= Sacra jam splendent =

Sacra jam splendent is a Roman Catholic hymn for Matins on the Feast of the Holy Family.

== Background and text ==
The Holy See, under Pope Benedict XV, made the feast, previously celebrated at a local or regional level, part of the General Roman Calendar in 1921, with the rank of duplex majus (Greater Double) and assigning it to the Sunday within the octave of Epiphany. the reforms of the Second Vatican Council, it is celebrated on the Sunday within the Octave of Christmas.

Pope Leo XIII composed the three hymns (Vespers, Matins, Lauds) of the Breviary. The hymn for Matins contains nine Sapphic stanzas of the classical type of the first stanza:

| Text | Translation |
|---|---|
| Sacra jam splendent decorata lychnis Templa, jam sertis redimitur ara, Et pio fumant redolentque aerrae Thuris honore. | A thousand lights their glory shed On shrines and altars garlanded, While swinging censers dusk the air With perfumed prayer. |

The hymns for Vespers (O Lux Beata Caelitum) and Lauds (O Gente Felix Hospita) are in classical dimeter iambics, four-lined stanzas, of which the Vespers hymn contains six and the Lauds hymn seven exclusive of the usual Marian doxology (“Jesu tibi sit gloria...”).
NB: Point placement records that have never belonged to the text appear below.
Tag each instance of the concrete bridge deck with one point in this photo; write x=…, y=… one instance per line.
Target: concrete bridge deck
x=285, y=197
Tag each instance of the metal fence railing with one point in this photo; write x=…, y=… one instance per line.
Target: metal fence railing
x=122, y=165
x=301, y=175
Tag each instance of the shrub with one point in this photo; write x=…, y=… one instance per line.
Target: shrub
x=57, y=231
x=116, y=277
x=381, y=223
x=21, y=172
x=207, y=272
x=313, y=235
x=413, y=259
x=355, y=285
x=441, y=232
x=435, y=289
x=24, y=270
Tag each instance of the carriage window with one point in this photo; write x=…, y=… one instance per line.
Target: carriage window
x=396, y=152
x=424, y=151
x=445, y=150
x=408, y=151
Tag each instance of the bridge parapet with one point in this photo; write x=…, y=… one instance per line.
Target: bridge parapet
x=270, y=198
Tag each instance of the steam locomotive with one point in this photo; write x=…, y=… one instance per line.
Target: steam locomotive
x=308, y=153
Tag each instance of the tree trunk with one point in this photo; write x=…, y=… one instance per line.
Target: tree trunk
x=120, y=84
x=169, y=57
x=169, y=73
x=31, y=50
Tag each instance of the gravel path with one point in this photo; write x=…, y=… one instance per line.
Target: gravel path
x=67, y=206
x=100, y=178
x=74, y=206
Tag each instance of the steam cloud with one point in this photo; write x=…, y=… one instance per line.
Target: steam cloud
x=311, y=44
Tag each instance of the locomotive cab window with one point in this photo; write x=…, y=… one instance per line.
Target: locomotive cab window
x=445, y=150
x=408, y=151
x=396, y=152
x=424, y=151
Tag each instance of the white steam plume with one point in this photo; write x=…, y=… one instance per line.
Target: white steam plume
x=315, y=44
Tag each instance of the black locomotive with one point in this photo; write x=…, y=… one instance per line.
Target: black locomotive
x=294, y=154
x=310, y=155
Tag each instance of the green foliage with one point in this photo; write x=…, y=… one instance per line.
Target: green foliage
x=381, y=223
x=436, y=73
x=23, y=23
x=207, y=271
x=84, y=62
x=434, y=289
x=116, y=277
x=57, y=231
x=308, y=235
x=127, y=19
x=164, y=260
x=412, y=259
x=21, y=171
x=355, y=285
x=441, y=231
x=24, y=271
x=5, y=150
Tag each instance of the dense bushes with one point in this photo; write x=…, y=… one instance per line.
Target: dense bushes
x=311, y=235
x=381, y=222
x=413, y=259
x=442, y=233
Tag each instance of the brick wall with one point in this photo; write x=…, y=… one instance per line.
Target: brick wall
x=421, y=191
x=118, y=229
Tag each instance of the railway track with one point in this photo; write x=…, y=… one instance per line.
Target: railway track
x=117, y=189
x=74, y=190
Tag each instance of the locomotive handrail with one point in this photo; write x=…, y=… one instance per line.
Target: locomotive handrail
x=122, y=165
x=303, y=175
The 1913 Catholic Encyclopedia praises the hymns as "replete with spiritual unction, graceful expression, and classical dignity of form", and draws a connection to the sentiments of Leo XIII in his letter establishing a pious association in honour of the Holy Family and in his encyclical Rerum novarum, which discusses the condition of workers.